India's Censor Board chief Leela Samson has resigned amid a massive row over the film "MSG, the Messenger of God" starring controversial Dera Sachcha Sauda sect chief Gurmeet Ram Rahim Singh, which has been cleared despite objections.
The Censor Board had found the film "not suitable for public viewing." The government has denied any role in the film's approval by the Film Certification Appellate Tribunal.
Ms Samson, an acclaimed classical dancer, has alleged "interference, coercion and corruption", which appeared to be directed at the Information and Broadcasting Ministry.
"Recent cases of interference in the working of the (board) by the ministry, through an 'additional charge' CEO, and corrupt panel members has caused a degradation of values that the members of (the Censor Board) and Chairperson stood for," Ms Samson said in her letter to the ministry.
She has described as "mockery" the green signal to the film, which features the Dera chief as a swashbuckling hero fighting social evils and performing miracles like a god.
"The final call lies with the tribunal and its decision should be accepted by all," Rajyavardhan Rathore, the junior minister for Information and Broadcasting, told reporters today.
"The Censor Board is an independent body and should behave as one. We as a government would like to see that SMS or letter where the chairperson or anyone else was coerced," Mr Rathore said.

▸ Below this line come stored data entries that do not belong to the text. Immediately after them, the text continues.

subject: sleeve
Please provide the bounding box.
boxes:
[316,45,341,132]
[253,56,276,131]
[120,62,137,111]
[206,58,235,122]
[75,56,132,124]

After the Censor Board unanimously nixed "MSG's" release, the ministry referred it to the tribunal, which has only asked the producers to drop two words from the film.
A member of the Censor board, Nandini Sardesai, backed Ms Samson's allegations of corruption and said she was concerned that the film was cleared in haste.
"We all saw the movie. It was the collective decision of eight of us that the movie was not suitable for public viewing. Usually the Tribunal takes 15 to 30 days to clear a film, but this case was cleared within 24 hours," Ms Sardesai told NDTV.